Прямо в ухо вдруг запищал хорошо
– Кто это? Кто?
– Это Глеб! А где Евгения Корниловна?!
– Какой Глеб? Евгеши нет дома.
– А где она?
– А кто это?
– Глеб. Друг Володи.
– Друг? А Володя в больнице. И Евгеша у него.
– Володя жив!
– В больнице, в больнице он. И Евгеши нет. Попозже звони.
Вредная бабка положила трубку, но это было теперь не важно. Володя нашелся. Это главное. Хоть в одном месте просветлело. В восторженном настроении он у всех на глазах с легким изысканным полупоклоном поцеловал ручку Светлане. И даже не заметил, как она вздрогнула.
– У вас все обошлось?
– Она нажала на "вас".
– Я на небе. И это из-за вас! Чем мне отблагодарить? Желайте!
Они спускались по ступеням, а в окне торчали любопытные. Светлана села в машину, задумчиво смотрела сквозь стекло на Глеба, забыв открыть ему дверцу, а он стоял улыбаясь, тоже забыв ее об этом попросить. Она поморщилась своим тайным мыслям, рывком дернула задвижку: - Садитесь скорее.
– Так чем же отблагодарить?
– Поужинайте у меня.
– Вы хотите еще больше подавить меня своей щедростью?
– Нет. Просто принять у себя московского гостя престижно.
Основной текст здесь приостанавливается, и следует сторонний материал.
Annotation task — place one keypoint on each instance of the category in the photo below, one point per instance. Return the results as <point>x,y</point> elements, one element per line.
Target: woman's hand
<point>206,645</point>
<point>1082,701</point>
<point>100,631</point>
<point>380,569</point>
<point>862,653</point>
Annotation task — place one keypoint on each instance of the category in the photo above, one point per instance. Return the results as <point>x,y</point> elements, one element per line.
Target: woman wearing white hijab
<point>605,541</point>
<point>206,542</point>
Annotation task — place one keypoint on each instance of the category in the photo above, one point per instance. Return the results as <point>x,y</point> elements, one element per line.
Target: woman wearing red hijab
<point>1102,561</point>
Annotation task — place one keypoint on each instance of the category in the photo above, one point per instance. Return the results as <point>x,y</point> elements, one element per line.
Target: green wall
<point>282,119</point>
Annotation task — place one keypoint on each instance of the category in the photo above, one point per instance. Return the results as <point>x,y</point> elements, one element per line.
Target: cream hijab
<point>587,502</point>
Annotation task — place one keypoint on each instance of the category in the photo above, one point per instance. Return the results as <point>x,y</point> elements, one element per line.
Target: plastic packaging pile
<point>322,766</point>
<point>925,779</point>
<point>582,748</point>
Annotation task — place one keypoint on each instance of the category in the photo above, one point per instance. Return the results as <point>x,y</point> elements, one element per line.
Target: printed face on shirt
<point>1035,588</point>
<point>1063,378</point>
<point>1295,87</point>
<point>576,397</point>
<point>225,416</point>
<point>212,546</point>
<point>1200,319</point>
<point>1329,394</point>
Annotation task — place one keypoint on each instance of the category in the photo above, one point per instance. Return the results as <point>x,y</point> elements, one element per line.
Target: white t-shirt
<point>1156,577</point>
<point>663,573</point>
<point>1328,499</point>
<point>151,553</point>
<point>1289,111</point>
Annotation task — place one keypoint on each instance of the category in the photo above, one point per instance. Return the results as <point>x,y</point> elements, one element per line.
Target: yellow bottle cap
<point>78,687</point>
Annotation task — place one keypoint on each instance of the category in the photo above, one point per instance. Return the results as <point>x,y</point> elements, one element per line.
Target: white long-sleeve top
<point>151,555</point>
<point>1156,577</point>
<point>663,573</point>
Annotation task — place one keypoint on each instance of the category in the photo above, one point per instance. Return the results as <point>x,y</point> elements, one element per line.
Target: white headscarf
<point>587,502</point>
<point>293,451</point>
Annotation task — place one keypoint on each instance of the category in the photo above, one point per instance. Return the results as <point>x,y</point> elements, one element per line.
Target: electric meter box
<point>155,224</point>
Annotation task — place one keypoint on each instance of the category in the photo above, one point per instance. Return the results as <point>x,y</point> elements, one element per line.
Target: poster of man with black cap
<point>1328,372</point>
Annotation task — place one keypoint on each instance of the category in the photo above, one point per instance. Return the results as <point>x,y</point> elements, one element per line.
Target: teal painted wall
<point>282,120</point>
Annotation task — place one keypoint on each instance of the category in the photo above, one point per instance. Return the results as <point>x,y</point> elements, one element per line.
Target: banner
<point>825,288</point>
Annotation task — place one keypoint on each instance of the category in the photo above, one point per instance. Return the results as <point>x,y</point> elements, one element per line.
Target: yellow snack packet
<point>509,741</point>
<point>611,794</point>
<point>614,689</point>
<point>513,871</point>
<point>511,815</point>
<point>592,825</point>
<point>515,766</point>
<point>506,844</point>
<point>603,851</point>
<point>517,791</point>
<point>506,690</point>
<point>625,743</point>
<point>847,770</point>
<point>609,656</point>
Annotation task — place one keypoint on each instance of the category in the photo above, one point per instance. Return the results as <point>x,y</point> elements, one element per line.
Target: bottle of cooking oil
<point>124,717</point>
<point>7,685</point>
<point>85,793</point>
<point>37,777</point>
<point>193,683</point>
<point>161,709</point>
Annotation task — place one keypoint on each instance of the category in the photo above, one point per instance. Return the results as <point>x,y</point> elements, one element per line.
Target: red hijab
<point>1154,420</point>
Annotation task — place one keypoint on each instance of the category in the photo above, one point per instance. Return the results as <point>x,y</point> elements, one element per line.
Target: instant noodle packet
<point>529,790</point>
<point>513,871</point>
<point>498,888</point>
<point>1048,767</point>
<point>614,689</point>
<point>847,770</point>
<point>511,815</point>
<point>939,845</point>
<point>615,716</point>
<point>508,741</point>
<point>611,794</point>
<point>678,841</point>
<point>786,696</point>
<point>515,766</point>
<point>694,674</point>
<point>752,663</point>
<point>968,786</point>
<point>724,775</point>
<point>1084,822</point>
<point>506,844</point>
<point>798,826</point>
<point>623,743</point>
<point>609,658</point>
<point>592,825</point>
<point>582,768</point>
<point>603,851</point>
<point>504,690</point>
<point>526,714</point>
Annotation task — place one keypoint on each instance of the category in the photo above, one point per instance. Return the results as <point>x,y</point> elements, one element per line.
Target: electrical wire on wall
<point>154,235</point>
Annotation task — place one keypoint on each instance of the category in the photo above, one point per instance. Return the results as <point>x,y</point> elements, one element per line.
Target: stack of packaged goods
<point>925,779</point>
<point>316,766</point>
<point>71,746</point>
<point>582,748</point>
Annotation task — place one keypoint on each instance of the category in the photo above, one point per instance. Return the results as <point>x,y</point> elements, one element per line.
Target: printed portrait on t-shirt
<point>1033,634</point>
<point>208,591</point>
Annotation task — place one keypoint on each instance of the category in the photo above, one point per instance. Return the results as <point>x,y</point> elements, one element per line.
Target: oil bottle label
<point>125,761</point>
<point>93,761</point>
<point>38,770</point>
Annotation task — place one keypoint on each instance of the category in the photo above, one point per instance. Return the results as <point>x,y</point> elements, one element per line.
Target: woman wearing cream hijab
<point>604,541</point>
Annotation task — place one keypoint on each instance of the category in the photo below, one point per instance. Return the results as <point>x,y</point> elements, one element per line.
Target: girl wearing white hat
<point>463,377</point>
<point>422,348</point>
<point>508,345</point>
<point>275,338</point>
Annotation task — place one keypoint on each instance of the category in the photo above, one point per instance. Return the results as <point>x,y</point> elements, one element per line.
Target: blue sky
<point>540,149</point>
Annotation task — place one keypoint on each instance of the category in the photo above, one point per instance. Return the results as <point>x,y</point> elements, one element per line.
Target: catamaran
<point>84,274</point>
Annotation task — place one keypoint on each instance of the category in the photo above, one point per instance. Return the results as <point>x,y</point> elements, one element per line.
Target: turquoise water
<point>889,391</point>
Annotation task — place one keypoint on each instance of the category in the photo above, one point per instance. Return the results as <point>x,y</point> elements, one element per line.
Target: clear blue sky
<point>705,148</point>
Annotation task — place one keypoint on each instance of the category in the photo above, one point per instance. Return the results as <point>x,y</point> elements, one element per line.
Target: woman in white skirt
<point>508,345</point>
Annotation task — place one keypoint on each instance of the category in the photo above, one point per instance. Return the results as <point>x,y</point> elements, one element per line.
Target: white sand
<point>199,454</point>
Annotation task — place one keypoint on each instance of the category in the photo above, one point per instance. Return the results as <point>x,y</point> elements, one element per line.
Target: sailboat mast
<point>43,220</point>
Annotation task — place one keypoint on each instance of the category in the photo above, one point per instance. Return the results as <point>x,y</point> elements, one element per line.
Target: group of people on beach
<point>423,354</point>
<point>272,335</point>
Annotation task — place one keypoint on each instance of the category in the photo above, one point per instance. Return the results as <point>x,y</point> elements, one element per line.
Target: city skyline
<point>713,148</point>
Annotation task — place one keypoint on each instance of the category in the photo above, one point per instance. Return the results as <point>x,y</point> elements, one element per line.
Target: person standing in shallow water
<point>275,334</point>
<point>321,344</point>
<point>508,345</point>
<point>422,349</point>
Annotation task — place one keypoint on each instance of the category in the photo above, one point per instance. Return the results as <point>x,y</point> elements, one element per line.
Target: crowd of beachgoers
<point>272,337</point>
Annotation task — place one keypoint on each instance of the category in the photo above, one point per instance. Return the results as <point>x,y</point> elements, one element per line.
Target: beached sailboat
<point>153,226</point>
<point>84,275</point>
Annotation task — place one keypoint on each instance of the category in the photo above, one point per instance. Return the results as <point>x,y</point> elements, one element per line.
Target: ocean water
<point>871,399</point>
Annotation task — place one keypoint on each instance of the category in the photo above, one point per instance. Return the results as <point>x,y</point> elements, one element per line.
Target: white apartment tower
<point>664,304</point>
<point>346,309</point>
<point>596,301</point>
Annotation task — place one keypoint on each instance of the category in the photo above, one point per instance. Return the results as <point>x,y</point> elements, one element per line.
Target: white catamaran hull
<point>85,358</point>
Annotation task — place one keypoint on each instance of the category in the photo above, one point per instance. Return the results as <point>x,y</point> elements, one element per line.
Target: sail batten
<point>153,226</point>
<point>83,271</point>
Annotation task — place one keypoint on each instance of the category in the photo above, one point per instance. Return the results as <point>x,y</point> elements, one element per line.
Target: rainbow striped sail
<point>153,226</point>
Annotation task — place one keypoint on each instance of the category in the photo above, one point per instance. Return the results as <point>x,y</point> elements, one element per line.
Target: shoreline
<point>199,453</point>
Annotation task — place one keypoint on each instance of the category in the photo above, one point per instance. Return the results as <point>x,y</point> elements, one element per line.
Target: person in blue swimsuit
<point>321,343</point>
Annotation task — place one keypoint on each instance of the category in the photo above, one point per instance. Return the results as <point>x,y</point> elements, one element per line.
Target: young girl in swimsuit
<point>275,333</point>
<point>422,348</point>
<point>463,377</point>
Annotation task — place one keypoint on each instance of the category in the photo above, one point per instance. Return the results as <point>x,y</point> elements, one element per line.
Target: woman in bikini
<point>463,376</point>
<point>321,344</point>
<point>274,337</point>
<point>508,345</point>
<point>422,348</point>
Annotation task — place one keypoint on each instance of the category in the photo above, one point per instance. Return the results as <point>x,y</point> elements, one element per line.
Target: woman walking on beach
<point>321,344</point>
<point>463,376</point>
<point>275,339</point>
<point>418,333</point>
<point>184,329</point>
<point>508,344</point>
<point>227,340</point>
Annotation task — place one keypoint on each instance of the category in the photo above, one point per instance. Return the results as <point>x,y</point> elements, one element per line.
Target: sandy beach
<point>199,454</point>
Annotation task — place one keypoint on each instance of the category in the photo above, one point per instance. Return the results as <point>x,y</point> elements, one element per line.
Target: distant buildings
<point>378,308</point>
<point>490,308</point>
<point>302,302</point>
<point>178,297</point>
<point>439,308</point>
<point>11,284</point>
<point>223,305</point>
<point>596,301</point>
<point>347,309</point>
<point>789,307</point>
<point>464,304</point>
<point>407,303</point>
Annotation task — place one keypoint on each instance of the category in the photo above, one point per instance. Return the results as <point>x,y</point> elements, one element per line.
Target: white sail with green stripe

После такого стоило прикусить язык. Собственно говоря, кого касались его радости и беды? Она просто исполняет чужую просьбу. Стоп! Чью? Семенова? Ну да, конечно, его. Не надо больше загадок. А надо побольше ответов. "Нива" опять вывернула на главную улицу и направилась вдоль мелькающей слева за крышами Катуни. Проехали строящийся деревянный храм. Глеб, оглядываясь, вывернул шею, но не смог ничего толком рассмотреть: рабочие поднимали леса, но купола еще не было. Когда село почти уже кончилось и по бокам тянулись только картофельные огороды, Катунь вдруг широко открылась на остро играющем солнцем повороте, с небольшими каменными островками на перекате, с далеким навесным мостом на фоне высоких, голубеющих уже приближающимся вечером вершин... Здесь, на отшибе, стояло пять-шесть новостроенных домов. Дорогих домов. По местным понятиям - очень.
По не укатанной еще щебенке машина поднялась прямо к железным воротам двухэтажного особняка. Огромная усадьба, не менее чем в полгектара, начинаясь большим ухоженным яблоневым садом, потом делилась множеством грядок и уходила вверх, к поросшему смешанным лесом склону невысокой горы, деревянной изгородью, внутри которой вольно паслась белая лошадь.
– Там, с горы, зимой к нам во двор дикие козы забегают- со стожка пощипать, я одну так прямо с крыльца убила.
Первый этаж, по-видимому, был кирпичным, но обложен диким коричневым камнем с выкрашенными резковато-зелеными створами встроенного гаража. А второй, деревянный, выдавался вперед во всю свою ширину крытым и заросшим виноградником балконом с видом на поворот Катуни. Слева близко соседничал дом чуть поменьше, весь обсаженный цветами и таким же яблоневым садом. Справа кто-то еще строился.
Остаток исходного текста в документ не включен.